In contrast, no other associations were found between DC parameters and neuropathy measures except for a weak inversed association found between DC dynamics (persistency and displacement) and vibration threshold (p = 0.046 and p = 0.045, respectively). A possible explanation for these poor associations between neuropathy measures and DC parameters might be due to how the DC were classified into subsets. A larger cohort is recommended to explore these associations in future studies.

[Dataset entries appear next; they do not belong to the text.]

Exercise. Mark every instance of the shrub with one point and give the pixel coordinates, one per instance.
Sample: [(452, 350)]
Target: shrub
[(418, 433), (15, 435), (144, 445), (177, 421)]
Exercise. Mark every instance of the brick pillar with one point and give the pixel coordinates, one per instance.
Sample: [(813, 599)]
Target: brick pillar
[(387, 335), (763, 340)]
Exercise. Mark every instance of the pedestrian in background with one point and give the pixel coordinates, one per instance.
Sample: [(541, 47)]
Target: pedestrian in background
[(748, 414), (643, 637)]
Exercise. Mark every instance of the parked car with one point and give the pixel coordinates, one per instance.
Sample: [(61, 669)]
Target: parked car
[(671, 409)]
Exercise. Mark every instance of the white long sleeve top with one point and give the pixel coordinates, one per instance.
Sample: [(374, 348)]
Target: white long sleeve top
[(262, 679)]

Using IVCCM, associations between the three types of morphologically identified cells and T1D biochemistry measures have never been reported in the cornea. However, previous investigations have demonstrated morphometric changes in DCs in the presence of degenerative disorders [26,34]. Lagali et al. reported the variable density of the three subsets of DCs (round-shaped, wDCs and woDCs) present in different regions of the nerve plexus. This report suggests that the clusters of wDCs were associated with diabetes as they were proportionally less in individuals without diabetes [26].

Interestingly, the density and the trajectory path of woDCs are positively associated with CNMR. A number of corneal nerve parameters have been shown to be statistically associated with DC density [35]. However, this is the first study to demonstrate an association between DC attributes and CNMR. In support of these results, another study found no differences between CNMR in individuals with diabetes (without neuropathy) and healthy controls [25]. This corneal nerve attribute is relatively new; a limited number of studies have included CNMR in their approach, probably due to the need for customized software and a substantial number of IVCCM images and time-intensive technique to create a representative field (~1500 microns from the whorl region) to determine the measurement.

6. Conclusions

Corneal DC dynamics are strongly associated with biochemistry measures, notably renal function, in T1D individuals. The strong associations between renal function and corneal DC dynamics in T1D require further exploration. Other novel findings in the present study include the associations between DC trajectory path and nerve migration rate and between DC displacement and age. A larger cohort is needed to consolidate the results obtained in this study.